Não se engane pela capa misteriosa ou o nome sugestivo, não se trata de nenhum caso de assassinato ou um mistério envolvendo uma morte, quer dizer, mais ou menos. A principio parece mais uma história de alguém insatisfeito com a vida. Zoé trabalha muito e ainda precisa aguentar um relacionamento abusivo, até que conhece Thomas, um escritor um tanto quanto exótico e como um bom escritor clichê se acha a última bolacha do pacote, mas que está vivendo um enorme bloqueio criativo, o que muda quando ele conhece Zoé, que não se considera uma pessoa muito intelectual e mal sabe diferenciar Balzac de Batman. Mas ela começa a perceber que alguma coisa está errada e vive receosa, com medo de cair em outro relacionamento abusivo.
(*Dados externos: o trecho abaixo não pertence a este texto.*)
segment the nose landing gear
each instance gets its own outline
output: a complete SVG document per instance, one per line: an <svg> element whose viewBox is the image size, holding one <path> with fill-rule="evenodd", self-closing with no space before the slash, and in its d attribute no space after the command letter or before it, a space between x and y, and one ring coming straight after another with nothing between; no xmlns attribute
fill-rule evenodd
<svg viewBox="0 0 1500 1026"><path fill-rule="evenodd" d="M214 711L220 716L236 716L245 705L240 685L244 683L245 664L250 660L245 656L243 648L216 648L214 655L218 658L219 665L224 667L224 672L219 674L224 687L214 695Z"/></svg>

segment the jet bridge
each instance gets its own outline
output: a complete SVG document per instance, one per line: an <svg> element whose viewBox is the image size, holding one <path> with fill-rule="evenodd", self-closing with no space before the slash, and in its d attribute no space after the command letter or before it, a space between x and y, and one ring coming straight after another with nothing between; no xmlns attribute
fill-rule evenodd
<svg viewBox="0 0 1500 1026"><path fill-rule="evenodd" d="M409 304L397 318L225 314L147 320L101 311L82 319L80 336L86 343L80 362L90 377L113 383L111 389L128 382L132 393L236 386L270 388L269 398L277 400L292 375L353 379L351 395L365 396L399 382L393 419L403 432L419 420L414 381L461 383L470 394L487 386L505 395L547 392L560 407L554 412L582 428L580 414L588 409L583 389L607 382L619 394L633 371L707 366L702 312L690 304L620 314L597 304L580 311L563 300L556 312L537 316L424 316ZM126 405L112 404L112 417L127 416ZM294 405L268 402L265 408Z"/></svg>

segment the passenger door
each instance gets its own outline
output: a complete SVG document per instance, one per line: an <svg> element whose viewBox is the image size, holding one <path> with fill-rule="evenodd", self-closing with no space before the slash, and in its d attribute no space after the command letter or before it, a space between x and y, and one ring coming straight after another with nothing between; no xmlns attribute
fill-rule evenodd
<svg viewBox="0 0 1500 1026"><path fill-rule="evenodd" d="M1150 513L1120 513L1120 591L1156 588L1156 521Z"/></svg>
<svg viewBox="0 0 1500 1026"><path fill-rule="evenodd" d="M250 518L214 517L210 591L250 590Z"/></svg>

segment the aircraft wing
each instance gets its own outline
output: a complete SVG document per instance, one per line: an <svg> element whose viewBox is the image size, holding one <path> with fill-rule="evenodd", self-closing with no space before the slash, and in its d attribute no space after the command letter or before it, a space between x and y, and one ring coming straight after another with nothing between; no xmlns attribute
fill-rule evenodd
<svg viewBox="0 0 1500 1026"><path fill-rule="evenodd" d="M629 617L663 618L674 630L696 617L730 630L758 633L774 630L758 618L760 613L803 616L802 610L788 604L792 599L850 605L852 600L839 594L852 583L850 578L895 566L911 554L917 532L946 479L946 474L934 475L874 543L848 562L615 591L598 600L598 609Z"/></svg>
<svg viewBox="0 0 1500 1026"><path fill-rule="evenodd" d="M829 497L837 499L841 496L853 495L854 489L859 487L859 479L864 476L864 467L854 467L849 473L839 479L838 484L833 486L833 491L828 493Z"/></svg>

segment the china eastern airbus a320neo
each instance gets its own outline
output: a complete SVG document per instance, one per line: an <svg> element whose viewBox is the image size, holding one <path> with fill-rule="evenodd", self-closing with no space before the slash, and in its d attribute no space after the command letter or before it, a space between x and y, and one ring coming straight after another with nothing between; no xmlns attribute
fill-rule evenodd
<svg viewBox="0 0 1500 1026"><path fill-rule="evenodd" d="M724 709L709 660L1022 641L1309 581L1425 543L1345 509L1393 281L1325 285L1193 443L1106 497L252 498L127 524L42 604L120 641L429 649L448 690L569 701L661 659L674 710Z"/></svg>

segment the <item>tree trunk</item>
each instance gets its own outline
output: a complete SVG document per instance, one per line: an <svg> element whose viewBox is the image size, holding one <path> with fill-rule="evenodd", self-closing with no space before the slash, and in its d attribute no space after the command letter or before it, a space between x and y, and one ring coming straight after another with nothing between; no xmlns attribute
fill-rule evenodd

Conforme você vai acompanhando a leitura (uma leitura bem rápida, aliás) você percebe que existe um jeito meio Woody Allen de se contar história sobre relacionamentos, existe a mocinha perdida dentro da sua própria vida e os relacionamentos conturbados a sua volta.
Com o estilo de traços simples e meio cartunesco em suas expressões, ela brinca com as cores para explorar os sentimentos dos personagens, como quando Zoé está infeliz com o namorado grosseiro e rude, tudo é praticamente cinza, mas quando ela começa a se envolver com Thomas, sentimentalmente e fisicamente, as cores mais quentes em tons de vermelho e rosa começam a se sobressair, de forma que explore bem essa parte sexual sem ficar muito óbvio. Além do seu final que termina de forma bem feliz e equilibrada, deixando tudo bem colorido, vibrante e positivo.
Apesar de tudo parecer bem óbvio, alguns pontos explorados tornam a leitura bem interessante, como quando a autora mostra esse mundo do show business em que o público, muitas vezes, dá mais valor a artistas mortos do que vivos ou como um autor pode, sem perceber, botar seu egocentrismo prepotente na frente de uma história que interesse e cative o seu público. Quer dizer, muitas vezes pagamos mais pelo o que o artista nos torna o obtendo como um objeto do que ele tem exatamente a nos oferecer.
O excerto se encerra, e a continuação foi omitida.